Пройдя проходную, парнишки попали на довольно обширный двор, где у доски объявлений уже толпились такие же нетерпеливые новички.
Всем думалось, что им покажут цеха и спросят: "Кто в какой хочет?" А получилось по-иному. Приемная комиссия сама распределила учащихся по росту, силе и здоровью. Рослые и сильные парни попали в кузнецы, литейщики, паровозчики, а остальные - в слесари-монтажники, токари, столяры, жестянщики.

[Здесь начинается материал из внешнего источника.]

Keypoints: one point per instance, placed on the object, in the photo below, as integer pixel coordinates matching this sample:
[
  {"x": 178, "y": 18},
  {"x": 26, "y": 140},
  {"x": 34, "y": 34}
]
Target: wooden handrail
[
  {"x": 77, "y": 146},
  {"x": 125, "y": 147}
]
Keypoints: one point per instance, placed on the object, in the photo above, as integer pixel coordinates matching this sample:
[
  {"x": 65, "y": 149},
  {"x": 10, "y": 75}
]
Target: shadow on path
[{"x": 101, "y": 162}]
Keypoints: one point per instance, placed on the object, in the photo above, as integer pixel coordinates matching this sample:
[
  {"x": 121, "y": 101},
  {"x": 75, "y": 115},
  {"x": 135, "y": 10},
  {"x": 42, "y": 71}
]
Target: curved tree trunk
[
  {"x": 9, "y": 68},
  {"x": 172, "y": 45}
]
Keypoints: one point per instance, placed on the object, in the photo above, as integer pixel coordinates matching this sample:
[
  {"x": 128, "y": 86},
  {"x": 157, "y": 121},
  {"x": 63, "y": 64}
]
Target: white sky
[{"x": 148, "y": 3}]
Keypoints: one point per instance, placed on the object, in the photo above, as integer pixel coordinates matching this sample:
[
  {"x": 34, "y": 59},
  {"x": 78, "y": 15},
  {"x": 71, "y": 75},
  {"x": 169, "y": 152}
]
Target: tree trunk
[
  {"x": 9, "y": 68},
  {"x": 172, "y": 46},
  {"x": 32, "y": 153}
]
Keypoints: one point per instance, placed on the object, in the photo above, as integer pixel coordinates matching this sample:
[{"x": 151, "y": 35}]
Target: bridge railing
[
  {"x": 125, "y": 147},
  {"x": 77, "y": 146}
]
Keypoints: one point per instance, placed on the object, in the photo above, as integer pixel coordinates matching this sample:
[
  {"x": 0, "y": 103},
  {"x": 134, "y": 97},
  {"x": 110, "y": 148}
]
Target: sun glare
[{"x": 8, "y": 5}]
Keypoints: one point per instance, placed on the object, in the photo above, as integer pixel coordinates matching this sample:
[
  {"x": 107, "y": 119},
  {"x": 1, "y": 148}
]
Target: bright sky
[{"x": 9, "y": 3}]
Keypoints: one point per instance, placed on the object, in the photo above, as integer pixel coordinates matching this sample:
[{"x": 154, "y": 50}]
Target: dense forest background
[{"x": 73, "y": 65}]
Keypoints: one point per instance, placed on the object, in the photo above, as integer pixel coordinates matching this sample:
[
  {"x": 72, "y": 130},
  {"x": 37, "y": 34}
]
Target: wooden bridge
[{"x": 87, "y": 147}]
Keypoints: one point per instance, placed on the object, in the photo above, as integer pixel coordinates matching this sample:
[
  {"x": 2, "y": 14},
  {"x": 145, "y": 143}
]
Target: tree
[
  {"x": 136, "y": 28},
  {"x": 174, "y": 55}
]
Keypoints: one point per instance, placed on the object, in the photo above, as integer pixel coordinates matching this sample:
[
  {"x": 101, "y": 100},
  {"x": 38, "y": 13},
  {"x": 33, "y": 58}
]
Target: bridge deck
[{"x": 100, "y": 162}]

"Только бы не в жестянщики", - подходя к доске, подумал Ромка. Он разыскал свою фамилию в списке литейщиков и не знал: ликовать ему или огорчаться? Он ведь научился у Зарухно плавить цветные металлы. Но все почему-то рвались в токари и слесари.
В список литейщиков попали оба Иванова, Тюляев и Лапышев. Шмот оказался у паровозников, Ходырь - у монтажников, а Самохин - в жестянщиках.
- Вроде бы не худо самому подойники да корыта делать, - рассуждал конопатый. - Но в наших местах крыш железом не кроют, больше - дранкой.
Самохин направился к плачущим девчонкам и начал выспрашивать: не пожелает ли какая из них поменяться с ним специальностью? И такая нашлась. Ее внесли в список столяров, а она хотела в токари или жестянщики. Самохин схватил девчонку за руку и потащил в канцелярию, где еще несколько человек канючили, чтобы их зачислили в другие цеха. Не теряясь, он написал заявление с просьбой девчонки обменяться с ним специальностью и первым подал его. Авось выгорит. Он же ничего не теряет от попытки.
Юру Лапышева, как и Громачева, устраивала специальность литейщика. Да о ней они в сущности мало и думали. Обнаружив среди кузнецов Толю Домбова, с которым когда-то был в детдоме, Юра шепнул Ромке:
- Вот классный бек! Может так садануть, что мяч от одних ворот к другим летит. Жаль, Самохина в комнате поселили, лучше бы Толю. Свойский парень, не болтун и не жмот.
Всем конечно не терпелось взглянуть на свои цеха. Громачев с Лапышевым пошли в литейку. Она имела два отсека. В первом обширном помещении высились круглая вагранка и квадратное сушило, против них располагался "волчок"- печь с воздуходувкой, устроенная в глубокой траншее, прикрытой закопченным вытяжным колпаком. Рядом# на железных подставках стояли новые графитные тигли и старые, оплавленные.
Во втором отсеке цеха размещались верстаки для формовки изделий и шишек. Под потолком, как гигантские жестяные змеи, переплетались трубы вентиляции, и над одним углом нависала объемистая камера, согревающая воздух, поступающий с улицы.